Nanoowl inference takes more time than nanoowl official github shows

Thank you for updating the Jetson Gen AI Lab demos!

I tried to run nanoowl on Jetson AGX Orin 64GB, when I use owl_image_encoder_patch32.engine , it takes about 40~60 ms to inference, but the official github says it will reach 95fps, almost 10 ms for one inference?


nanoowl official github performance:

When I change the model to owlv2-base-patch16-ensemble.engine(image size=900, patch_size=16), the inference time become almost ten times the owlvit takes, inference average time is about 400+ms :

it seems image encoding takes almost time, but the encode part of owlvit and owlv2 seems not changed so much, before using tensorRT to engine model, original transformer owlvit and owlv2 inference is almost same.
I split the nanoowl into several parts, encode image takes most of the time:

the inference time just include predictor.encode_text() and predictor.predict()

the Power mode is MAXN now, what should I do to reach the fps performance as the official github shows?

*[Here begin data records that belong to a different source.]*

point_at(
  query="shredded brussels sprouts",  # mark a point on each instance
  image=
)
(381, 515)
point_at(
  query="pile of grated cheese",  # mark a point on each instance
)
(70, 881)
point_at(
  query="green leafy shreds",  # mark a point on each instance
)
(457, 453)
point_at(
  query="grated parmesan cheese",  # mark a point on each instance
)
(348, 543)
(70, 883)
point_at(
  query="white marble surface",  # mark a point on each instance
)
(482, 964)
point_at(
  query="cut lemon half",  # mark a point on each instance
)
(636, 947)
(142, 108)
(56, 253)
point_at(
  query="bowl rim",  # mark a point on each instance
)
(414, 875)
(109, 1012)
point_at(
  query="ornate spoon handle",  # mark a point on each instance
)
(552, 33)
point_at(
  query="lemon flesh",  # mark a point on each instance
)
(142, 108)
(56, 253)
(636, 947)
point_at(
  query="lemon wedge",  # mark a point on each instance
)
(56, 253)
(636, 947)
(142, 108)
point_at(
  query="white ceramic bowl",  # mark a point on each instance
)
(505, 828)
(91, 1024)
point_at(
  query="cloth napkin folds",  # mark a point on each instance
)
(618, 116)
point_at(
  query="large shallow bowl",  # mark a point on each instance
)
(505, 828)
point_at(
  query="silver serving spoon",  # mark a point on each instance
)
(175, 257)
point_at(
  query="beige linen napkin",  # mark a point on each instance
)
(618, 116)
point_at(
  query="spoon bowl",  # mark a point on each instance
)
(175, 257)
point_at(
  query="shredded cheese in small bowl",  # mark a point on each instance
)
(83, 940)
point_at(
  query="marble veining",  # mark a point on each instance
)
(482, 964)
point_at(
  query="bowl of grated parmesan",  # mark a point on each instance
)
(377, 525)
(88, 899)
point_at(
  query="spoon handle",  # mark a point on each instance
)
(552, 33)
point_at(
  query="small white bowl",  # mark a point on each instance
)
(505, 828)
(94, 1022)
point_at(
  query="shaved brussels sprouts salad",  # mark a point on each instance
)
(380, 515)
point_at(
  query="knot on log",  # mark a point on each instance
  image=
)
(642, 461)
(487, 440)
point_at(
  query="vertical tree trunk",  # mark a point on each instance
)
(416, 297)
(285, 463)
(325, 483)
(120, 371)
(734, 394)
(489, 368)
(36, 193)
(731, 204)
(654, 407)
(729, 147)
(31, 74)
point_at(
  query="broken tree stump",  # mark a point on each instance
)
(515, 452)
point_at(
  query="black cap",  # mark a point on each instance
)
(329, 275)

---------------------------just change the language---------------------

在Orin 64G上运行nanoowl,使用owl_image_encoder_patch32.engine,按照官方github实例的代码运行,每帧耗时约40+ms,但是官方github该模型的运行能够达到95FPS。

将engine模型替换成owlv2,image_size=900, patch_size=16,同样转化为fp16的engine模型,每帧耗时几乎为owlvit-vitB/32的十倍,但是未进行tensorRT加速前,transformer库代码测试出的owlvit和owlv2的模型耗时几乎是相同的。


现在使用的Orin的Power mode已经是MAXN模式了



Have you also maximized the clock to the maximum?


Thank you for your reply!

I used the jtop CTRL to change ‘Jetson Clocks’ from ‘inactive’ to ‘running’, nothing changed.

I’m not sure this ‘Jetson Clocks’ is what you mentioned ‘clock’?


Yes, jetson_clocks is what we indicate.
We need to give it a try internally and update more info wit you later.